First, they claim, the heat pumps frequently malfunctioned, leaving the units “without heating and coolest on some of the hottest and coldest days/nights,” and leading to condensation on the windows, which in turn led to the pooling of water in the unit.
The Ritceys say the doors weren’t properly framed and couldn’t close properly, the windows were two-paned instead of three-paned, the shower flooring sloped away from the drain, they had crappy toilets, the in-floor heating didn’t work, the kitchen appliances sucked (my word, not their long paragraph explaining it), the sinks and tubs clog and back up, and:
[The Roy] negligently and incompetently sourced and/or installed the unit’s “chef’s dream” kitchen cooktops that are inferior and/or defective such that they require up to 10-15 minutes to boil a kettle of water and up to 30 minutes to fry a single egg.

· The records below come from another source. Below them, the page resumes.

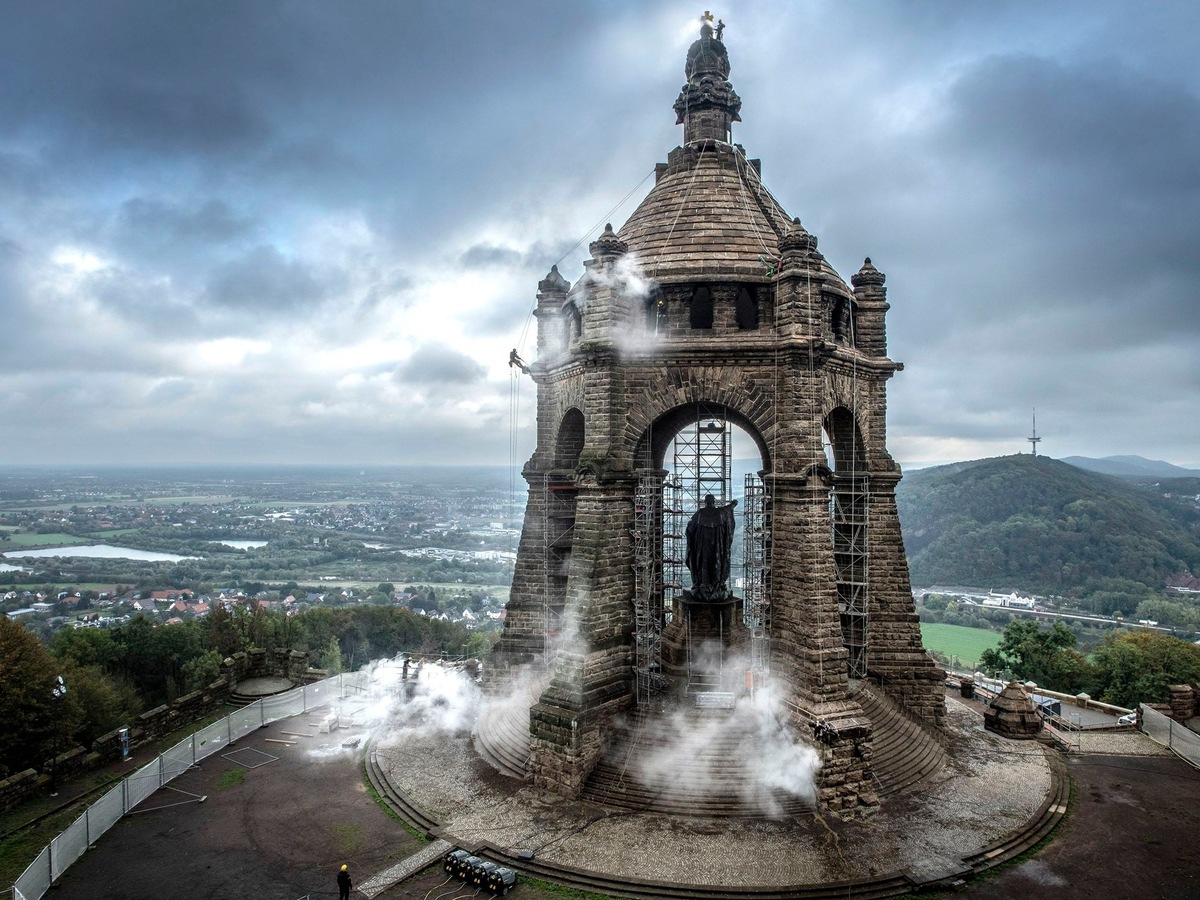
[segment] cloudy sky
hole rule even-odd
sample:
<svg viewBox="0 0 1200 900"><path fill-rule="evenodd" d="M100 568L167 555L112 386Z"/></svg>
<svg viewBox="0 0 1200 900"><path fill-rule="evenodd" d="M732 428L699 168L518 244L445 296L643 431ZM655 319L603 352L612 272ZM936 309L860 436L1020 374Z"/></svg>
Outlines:
<svg viewBox="0 0 1200 900"><path fill-rule="evenodd" d="M507 462L537 281L679 143L701 11L2 0L0 465ZM1200 4L713 12L735 140L888 275L893 455L1036 406L1200 466Z"/></svg>

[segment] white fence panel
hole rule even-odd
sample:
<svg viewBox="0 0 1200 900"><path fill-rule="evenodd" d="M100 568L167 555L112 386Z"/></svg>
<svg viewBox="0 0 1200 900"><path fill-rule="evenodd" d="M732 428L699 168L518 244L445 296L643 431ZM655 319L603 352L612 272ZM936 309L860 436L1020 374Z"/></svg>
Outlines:
<svg viewBox="0 0 1200 900"><path fill-rule="evenodd" d="M1142 706L1142 731L1164 747L1171 745L1171 720L1157 710Z"/></svg>
<svg viewBox="0 0 1200 900"><path fill-rule="evenodd" d="M153 762L142 766L126 779L126 784L129 785L128 793L125 794L126 812L162 787L162 771L159 768L161 765L155 758Z"/></svg>
<svg viewBox="0 0 1200 900"><path fill-rule="evenodd" d="M112 828L125 815L125 785L115 788L97 800L88 809L91 822L88 826L94 842L97 837Z"/></svg>
<svg viewBox="0 0 1200 900"><path fill-rule="evenodd" d="M184 772L186 772L195 760L195 755L192 753L192 737L188 735L170 750L167 750L162 755L162 783L166 784L169 781L174 781Z"/></svg>
<svg viewBox="0 0 1200 900"><path fill-rule="evenodd" d="M330 684L330 682L333 682ZM315 681L304 686L304 709L307 712L314 706L324 706L337 696L337 682L331 678Z"/></svg>
<svg viewBox="0 0 1200 900"><path fill-rule="evenodd" d="M1200 734L1144 704L1141 710L1142 731L1164 747L1175 751L1193 766L1200 766Z"/></svg>
<svg viewBox="0 0 1200 900"><path fill-rule="evenodd" d="M82 815L50 842L50 877L58 879L67 867L87 852L87 816Z"/></svg>
<svg viewBox="0 0 1200 900"><path fill-rule="evenodd" d="M222 749L229 741L229 723L225 719L201 728L193 735L196 761L206 759Z"/></svg>
<svg viewBox="0 0 1200 900"><path fill-rule="evenodd" d="M21 877L13 883L13 889L26 900L41 900L50 890L50 847L45 846L37 859L29 864ZM14 896L16 896L14 894Z"/></svg>
<svg viewBox="0 0 1200 900"><path fill-rule="evenodd" d="M259 728L263 723L262 710L257 703L243 706L229 714L229 742L232 744Z"/></svg>
<svg viewBox="0 0 1200 900"><path fill-rule="evenodd" d="M262 705L263 718L268 722L278 722L304 712L304 691L292 690L286 694L263 697Z"/></svg>

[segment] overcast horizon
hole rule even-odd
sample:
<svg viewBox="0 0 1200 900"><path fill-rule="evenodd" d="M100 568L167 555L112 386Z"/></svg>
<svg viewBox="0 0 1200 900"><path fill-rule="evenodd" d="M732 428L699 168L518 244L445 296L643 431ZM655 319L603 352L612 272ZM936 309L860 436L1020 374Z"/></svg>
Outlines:
<svg viewBox="0 0 1200 900"><path fill-rule="evenodd" d="M508 465L537 282L680 143L703 7L0 10L7 468ZM902 465L1036 407L1039 454L1200 468L1200 6L712 12L734 140L887 275Z"/></svg>

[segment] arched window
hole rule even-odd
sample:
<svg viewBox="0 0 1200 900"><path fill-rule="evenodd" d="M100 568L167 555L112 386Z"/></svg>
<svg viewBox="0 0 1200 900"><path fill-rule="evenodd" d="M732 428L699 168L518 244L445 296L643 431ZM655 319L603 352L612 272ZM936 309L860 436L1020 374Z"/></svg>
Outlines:
<svg viewBox="0 0 1200 900"><path fill-rule="evenodd" d="M826 294L829 302L830 328L833 339L839 344L854 343L854 305L852 301L837 294Z"/></svg>
<svg viewBox="0 0 1200 900"><path fill-rule="evenodd" d="M574 469L583 452L583 413L569 409L558 426L558 438L554 442L554 468Z"/></svg>
<svg viewBox="0 0 1200 900"><path fill-rule="evenodd" d="M713 295L703 285L696 288L692 294L692 309L690 324L693 328L713 327Z"/></svg>
<svg viewBox="0 0 1200 900"><path fill-rule="evenodd" d="M758 298L754 295L754 288L743 285L738 289L733 311L738 328L743 331L758 328Z"/></svg>
<svg viewBox="0 0 1200 900"><path fill-rule="evenodd" d="M839 406L825 418L825 433L833 453L833 469L838 474L866 472L862 433L854 421L854 413Z"/></svg>

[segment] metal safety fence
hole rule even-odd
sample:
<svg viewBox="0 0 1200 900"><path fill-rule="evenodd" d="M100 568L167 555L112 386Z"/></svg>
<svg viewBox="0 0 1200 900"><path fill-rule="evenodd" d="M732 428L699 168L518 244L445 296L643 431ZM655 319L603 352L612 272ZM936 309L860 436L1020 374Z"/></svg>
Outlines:
<svg viewBox="0 0 1200 900"><path fill-rule="evenodd" d="M12 900L41 900L50 886L122 816L159 788L178 778L201 760L245 737L256 728L300 715L334 700L360 694L370 687L367 672L348 672L306 684L283 694L263 697L225 718L188 735L151 762L123 778L89 806L13 882Z"/></svg>
<svg viewBox="0 0 1200 900"><path fill-rule="evenodd" d="M1200 766L1200 734L1144 703L1141 706L1141 714L1143 732L1193 766Z"/></svg>

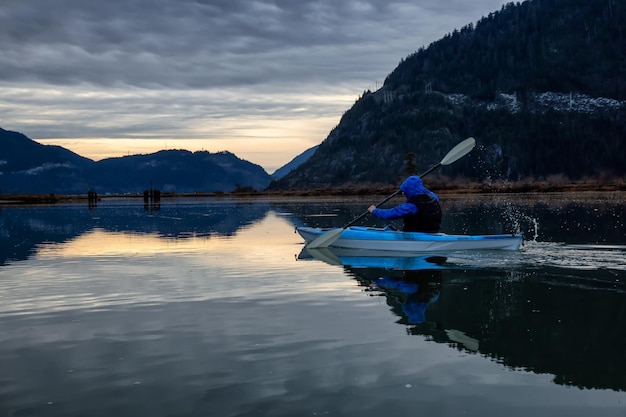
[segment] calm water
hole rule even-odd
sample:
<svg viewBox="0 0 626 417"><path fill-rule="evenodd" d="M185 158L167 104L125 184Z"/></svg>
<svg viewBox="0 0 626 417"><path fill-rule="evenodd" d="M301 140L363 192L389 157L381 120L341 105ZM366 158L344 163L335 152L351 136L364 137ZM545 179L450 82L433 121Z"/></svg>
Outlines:
<svg viewBox="0 0 626 417"><path fill-rule="evenodd" d="M522 250L302 250L371 199L2 208L0 416L626 416L624 195L443 199Z"/></svg>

The Ritceys say they complained about all the deficiencies, but they took possession of the units anyway because The Roy threatened that if they didn’t, they’d be evicted and all their stuff would be removed, and they’d lose their deposits.
But it wasn’t just their units that are deficient, say the Ritceys. The building’s common areas are also a mess: despite being brand new, the pool, sauna, exercise room, and library are frequently closed for repairs; the men’s changing room is built incorrectly; “automated systems in the amenity spaces, such as television, music and blinds do not work; the “state of the art technology” — presumably wifi — doesn’t work; the fire alarm went off as often as three times a week for no reason at all; the elevators break down; and besides, “The Roy’s common areas are often left dirty and untidy.”

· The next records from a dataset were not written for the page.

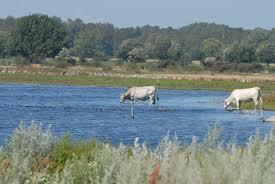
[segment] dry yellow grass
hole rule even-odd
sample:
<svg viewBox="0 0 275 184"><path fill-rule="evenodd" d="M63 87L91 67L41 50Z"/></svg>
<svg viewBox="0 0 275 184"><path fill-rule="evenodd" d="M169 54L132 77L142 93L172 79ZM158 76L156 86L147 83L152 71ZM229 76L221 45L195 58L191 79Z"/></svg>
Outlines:
<svg viewBox="0 0 275 184"><path fill-rule="evenodd" d="M108 77L125 77L125 78L150 78L150 79L186 79L186 80L225 80L225 81L239 81L239 82L253 82L253 81L269 81L275 82L275 74L213 74L209 72L190 74L190 73L166 73L166 72L139 72L128 73L124 70L119 70L116 67L114 70L103 71L100 68L73 66L68 68L56 68L51 66L41 66L33 64L30 66L0 66L2 73L31 73L44 75L89 75L89 76L108 76Z"/></svg>

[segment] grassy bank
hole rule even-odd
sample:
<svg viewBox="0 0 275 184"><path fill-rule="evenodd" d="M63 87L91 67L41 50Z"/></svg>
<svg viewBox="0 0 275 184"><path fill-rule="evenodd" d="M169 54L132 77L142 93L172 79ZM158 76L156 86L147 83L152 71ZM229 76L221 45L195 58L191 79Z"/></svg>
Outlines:
<svg viewBox="0 0 275 184"><path fill-rule="evenodd" d="M40 75L24 73L0 74L0 82L66 84L66 85L96 85L96 86L145 86L155 85L162 89L219 90L231 91L236 88L259 86L263 90L264 108L275 110L275 83L271 81L237 82L231 80L186 80L186 79L148 79L96 77L88 75ZM254 108L253 103L243 104L243 108Z"/></svg>
<svg viewBox="0 0 275 184"><path fill-rule="evenodd" d="M259 86L263 91L275 91L275 83L270 81L237 82L231 80L186 80L186 79L149 79L149 78L121 78L99 77L88 75L40 75L40 74L0 74L0 82L11 83L40 83L40 84L68 84L68 85L96 85L96 86L144 86L155 85L163 89L190 90L219 90L230 91L236 88Z"/></svg>
<svg viewBox="0 0 275 184"><path fill-rule="evenodd" d="M40 126L15 130L0 149L0 183L274 183L275 138L222 144L221 127L202 143L164 137L156 149L55 138ZM223 145L223 146L222 146Z"/></svg>

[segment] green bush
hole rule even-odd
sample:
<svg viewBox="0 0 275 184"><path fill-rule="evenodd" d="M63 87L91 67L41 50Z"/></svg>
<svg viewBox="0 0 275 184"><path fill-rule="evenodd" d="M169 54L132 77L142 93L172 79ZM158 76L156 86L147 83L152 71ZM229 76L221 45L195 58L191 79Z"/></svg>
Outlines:
<svg viewBox="0 0 275 184"><path fill-rule="evenodd" d="M22 56L14 58L14 63L19 66L29 65L30 61Z"/></svg>

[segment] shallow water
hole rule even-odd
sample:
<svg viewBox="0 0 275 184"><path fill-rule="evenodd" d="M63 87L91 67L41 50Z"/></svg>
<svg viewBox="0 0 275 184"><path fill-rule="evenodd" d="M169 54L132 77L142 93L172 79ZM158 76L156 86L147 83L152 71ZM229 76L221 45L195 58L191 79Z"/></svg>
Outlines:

Plus, they didn’t get the extra storage space they were promised, or the opportunity for guest parking — Andrea Ritcey had hoped to use one of the units as a music classroom, and the parking was needed for her students, but the guest spaces were replaced with electric car charging spaces.
The Ritceys are asking the court to order that the sales agreements are not in effect, that all the money they paid to The Roy be returned, and for unspecified damages.
None of the Ritceys’ claims have been tested in court, and it appears they may never be. That’s because their lawyer, Gavin Giles, has written to the court to explain that he and The Roy’s lawyer, Harry Thurlow, have conferred, and Thurlow “has been extremely gracious, as has his client [The Roy].”
As a result, Giles is notifying the court they may soon be seeking to “expurgate the impugned pleadings,” and asking the court to for a “sealing of the allegations from the public record.” Meaning, once such an order is granted, no one will know about the Ritceys’ claims.
As of today, however, no such court order has been granted, and the Ritceys’ claims are still a matter of public record.